About This Regulation
For this proposal, EPA is re-proposing the same
numeric total nitrogen (TN) and total
phosphorus (TP) criteria published in EPA's
final December 2010 rule with further
explanation on how the proposed criteria will
ensure the protection of Florida's streams. EPA
is also proposing DPVs that protect unimpaired
lakes from a harmful increase in nutrient levels.

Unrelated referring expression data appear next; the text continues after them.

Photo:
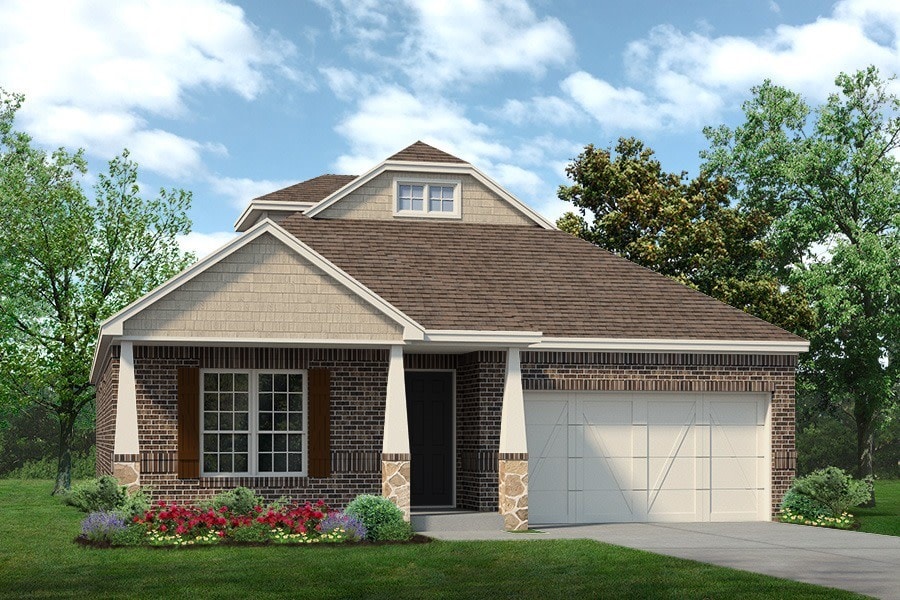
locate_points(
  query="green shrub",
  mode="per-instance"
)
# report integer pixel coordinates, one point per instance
(395, 531)
(102, 494)
(832, 488)
(381, 517)
(240, 501)
(801, 504)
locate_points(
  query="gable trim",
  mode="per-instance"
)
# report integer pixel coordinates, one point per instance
(114, 325)
(430, 167)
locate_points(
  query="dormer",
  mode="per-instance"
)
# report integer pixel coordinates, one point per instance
(419, 183)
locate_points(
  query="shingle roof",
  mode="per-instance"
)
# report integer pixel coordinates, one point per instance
(311, 190)
(422, 152)
(509, 278)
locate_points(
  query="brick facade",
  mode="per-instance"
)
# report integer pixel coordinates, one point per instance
(359, 381)
(664, 372)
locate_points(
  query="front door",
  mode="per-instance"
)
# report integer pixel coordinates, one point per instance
(429, 406)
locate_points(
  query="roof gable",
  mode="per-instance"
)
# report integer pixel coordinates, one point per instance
(421, 152)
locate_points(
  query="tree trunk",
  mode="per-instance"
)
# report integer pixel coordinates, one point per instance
(64, 464)
(865, 452)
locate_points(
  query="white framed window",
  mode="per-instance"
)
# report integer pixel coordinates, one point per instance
(253, 423)
(438, 199)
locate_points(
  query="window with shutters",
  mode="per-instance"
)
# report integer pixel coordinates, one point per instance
(253, 423)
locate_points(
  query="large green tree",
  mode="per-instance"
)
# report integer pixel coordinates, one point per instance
(66, 263)
(680, 227)
(830, 178)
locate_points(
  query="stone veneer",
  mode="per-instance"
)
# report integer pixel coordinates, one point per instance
(395, 480)
(513, 470)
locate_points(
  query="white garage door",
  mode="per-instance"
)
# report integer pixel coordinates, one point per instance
(612, 457)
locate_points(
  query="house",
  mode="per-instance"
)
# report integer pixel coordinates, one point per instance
(417, 331)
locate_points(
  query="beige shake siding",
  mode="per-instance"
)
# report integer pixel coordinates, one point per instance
(263, 290)
(375, 199)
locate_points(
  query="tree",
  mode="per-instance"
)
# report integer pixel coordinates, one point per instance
(831, 181)
(682, 228)
(69, 262)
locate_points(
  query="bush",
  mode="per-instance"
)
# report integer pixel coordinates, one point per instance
(239, 501)
(832, 488)
(343, 526)
(381, 517)
(100, 527)
(103, 494)
(801, 504)
(396, 531)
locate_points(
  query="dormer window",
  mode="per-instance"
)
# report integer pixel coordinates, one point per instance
(438, 199)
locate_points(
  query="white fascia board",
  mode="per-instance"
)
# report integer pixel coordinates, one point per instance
(113, 326)
(436, 168)
(260, 206)
(503, 338)
(663, 345)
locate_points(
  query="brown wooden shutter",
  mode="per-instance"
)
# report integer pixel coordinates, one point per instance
(319, 389)
(188, 422)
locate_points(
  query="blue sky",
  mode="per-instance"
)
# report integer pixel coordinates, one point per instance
(233, 100)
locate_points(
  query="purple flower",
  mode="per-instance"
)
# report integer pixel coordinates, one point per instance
(353, 527)
(101, 526)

Criteria for Florida Streams
EPA is providing evidence from the scientific
literature on streams outside of Florida that
harmful, adverse effects are likely to occur at
concentrations above EPA's proposed stream
criteria.  This information provides additional
evidence that the criteria published in EPA's
final December 2010 rule are protective of
Florida's streams.

Downstream Protection for Unimpaired Lakes
EPA regulations implementing Clean Water Act
section 303(c) require that water quality
standards "provide for the attainment and
maintenance of the water quality standards of
downstream waters."

The proposed rule includes three approaches for
calculating DPVs to ensure the attainment and
maintenance of the water quality standards in
unimpaired lakes.  These three approaches
supplement the two approaches EPA finalized in
the December 2010 rule for protection of
downstream lakes.

Florida's EPA-approved water quality criteria
also include provisions addressing downstream
protection that establish quantitative approaches
to ensure the attainment and maintenance of
downstream waters consistent with EPA's
regulations. However, the provisions themselves
do not consist of numeric values and the consent
decree requires EPA to sign rules proposing
numeric DPVs for Florida by November 30,

Therefore, EPA is proposing numeric DPVs to
comply with the consent decree. EPA has also
amended its January 2009 determination, and
will ask the court to modify the consent decree
to not require EPA to promulgate numeric DPVs
for Florida. If the court agrees, EPA will not
finalize the numeric DPVs proposed in this rule.